The positive case for qualifications says that children need to demonstrate their achievement to future employers, but it is highly questionable whether grades act as a currency of any value in this regard. It’s the norm for job applications to require applicants to complete an extended writing task, which is as much about assessing English skills as it is a need to know the details of when you “worked as part of team to solve a problem”. Some employers have stopped considering academic qualifications altogether, even before the introduction of a system under which most people probably can’t say whether a 1 is better than a 9.

University entrance does require some kind of academic selection but the privileged minority it affects need not impact the education of everyone else. Instead, if determining university entrance is the goal, universities themselves should control the testing process. They, unlike commercial exam boards, wouldn’t have an incentive to produce predictable papers amenable to teaching to the test. They would be able to select for the qualities they want, which they so often claim current students lack.

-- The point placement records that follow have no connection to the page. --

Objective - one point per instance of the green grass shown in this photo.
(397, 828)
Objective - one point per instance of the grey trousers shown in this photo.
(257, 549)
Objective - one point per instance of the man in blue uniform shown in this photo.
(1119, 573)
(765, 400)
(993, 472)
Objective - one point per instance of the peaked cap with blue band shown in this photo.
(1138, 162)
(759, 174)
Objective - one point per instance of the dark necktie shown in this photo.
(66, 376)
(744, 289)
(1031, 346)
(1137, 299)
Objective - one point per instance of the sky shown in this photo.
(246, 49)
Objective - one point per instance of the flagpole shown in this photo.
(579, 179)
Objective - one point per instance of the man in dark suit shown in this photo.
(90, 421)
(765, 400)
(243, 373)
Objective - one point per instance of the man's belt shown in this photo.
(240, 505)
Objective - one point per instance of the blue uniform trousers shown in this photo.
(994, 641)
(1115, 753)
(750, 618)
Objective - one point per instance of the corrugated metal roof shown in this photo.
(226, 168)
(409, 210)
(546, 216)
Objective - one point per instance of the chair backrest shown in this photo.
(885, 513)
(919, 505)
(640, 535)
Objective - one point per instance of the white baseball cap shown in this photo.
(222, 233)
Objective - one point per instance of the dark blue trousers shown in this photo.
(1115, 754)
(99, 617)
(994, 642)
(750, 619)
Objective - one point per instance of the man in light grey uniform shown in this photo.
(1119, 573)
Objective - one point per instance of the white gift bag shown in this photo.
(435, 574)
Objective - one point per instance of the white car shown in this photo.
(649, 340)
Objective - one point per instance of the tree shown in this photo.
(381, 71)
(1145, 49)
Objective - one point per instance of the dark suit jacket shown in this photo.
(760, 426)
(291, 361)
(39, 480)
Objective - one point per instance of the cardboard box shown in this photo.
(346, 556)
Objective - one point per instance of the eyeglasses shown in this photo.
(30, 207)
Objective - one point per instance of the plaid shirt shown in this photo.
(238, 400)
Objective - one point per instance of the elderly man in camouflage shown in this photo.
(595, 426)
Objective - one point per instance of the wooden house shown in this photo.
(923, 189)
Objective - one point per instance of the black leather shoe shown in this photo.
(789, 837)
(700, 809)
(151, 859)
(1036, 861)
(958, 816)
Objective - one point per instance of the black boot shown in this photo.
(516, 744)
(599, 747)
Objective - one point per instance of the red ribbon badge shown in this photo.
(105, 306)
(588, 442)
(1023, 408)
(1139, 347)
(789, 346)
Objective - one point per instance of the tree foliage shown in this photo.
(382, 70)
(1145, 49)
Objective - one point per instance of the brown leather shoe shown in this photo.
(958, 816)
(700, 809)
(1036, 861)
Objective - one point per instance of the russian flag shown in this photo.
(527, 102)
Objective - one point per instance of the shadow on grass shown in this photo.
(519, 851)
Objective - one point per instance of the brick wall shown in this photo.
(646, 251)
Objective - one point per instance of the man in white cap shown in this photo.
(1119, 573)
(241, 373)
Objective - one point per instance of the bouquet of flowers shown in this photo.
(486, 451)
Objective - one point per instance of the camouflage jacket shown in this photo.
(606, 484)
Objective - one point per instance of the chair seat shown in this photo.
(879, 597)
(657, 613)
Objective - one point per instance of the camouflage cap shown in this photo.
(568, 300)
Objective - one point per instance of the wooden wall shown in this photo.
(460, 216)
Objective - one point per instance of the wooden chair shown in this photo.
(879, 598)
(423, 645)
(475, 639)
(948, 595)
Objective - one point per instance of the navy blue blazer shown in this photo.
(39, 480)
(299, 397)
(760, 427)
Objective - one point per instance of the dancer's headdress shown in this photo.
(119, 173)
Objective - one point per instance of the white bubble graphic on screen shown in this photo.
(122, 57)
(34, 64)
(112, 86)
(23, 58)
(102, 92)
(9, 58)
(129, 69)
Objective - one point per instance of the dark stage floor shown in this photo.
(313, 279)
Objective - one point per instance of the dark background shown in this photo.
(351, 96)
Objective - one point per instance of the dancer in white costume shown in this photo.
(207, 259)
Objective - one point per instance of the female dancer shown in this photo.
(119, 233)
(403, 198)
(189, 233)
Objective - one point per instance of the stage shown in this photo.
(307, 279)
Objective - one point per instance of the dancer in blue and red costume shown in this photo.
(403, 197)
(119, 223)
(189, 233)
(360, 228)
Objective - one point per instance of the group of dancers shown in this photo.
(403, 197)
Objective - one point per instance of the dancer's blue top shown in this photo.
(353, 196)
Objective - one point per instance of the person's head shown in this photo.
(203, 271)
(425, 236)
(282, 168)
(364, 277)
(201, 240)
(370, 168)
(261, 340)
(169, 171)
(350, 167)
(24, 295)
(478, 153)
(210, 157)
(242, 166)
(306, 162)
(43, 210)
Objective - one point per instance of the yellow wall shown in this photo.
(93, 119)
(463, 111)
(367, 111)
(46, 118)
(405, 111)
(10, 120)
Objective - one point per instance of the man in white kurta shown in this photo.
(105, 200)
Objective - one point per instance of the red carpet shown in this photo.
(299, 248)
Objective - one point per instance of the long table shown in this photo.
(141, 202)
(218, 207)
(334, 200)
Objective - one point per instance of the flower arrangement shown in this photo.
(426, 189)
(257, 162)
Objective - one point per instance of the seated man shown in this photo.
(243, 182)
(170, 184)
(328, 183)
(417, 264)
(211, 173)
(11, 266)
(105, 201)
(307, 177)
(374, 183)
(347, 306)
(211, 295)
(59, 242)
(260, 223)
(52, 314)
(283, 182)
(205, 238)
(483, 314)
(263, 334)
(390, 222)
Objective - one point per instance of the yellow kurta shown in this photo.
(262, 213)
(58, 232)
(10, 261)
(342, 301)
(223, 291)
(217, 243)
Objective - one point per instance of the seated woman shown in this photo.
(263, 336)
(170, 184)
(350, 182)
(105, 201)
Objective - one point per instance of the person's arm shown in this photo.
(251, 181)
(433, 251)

To many in education, the use of qualifications for job and university applications is a sideshow compared to the context in which they dominate SLT meetings and school improvement initiatives: as school performance indicators. The legacy of data-driven accountability since the creation of Ofsted in the early 90s is a mixed one. Few would deny that with greater scrutiny has come higher standards, but this benefit has brought with it greater pressure to change the curriculum to maximise points scores.

We prostitute learning by making it just a means to acquire grades

We could keep and even enhance the benefits of school accountability by testing samples of pupils from all year groups prior to school inspections. As the results would not be meaningful for individual pupils, the transparency required to ensure the fairness of GCSEs and A-levels would not be necessary, making it that much harder to teach to the test. It could also end the absurdity of neglecting KS3 in favour of a mad rash of interventions for year 11.

Though the practical hurdles are surmountable, a change as profound as scrapping qualifications would have to pass the test that numbered GCSEs may fail; proving that change is worth the disruption. I believe it is; if you told a GCSE class that their lessons were cancelled and they would all receive A grades, they would be happy with an item of value obtained below cost, rather than disappointed because an opportunity to learn was taken away. We prostitute learning by making it just a means to acquire grades; when students scorn anything not on the syllabus they are following the logic of the system.

Knowledge is a thing of great value and a bringer of great joy. But because we use it to compare and classify, children revolt against the stigma of failure and schools are hampered by the mesh of perverse incentives. Qualifications, however they are graded, are a barrier in the way of an excellent education for all. They should be scrapped.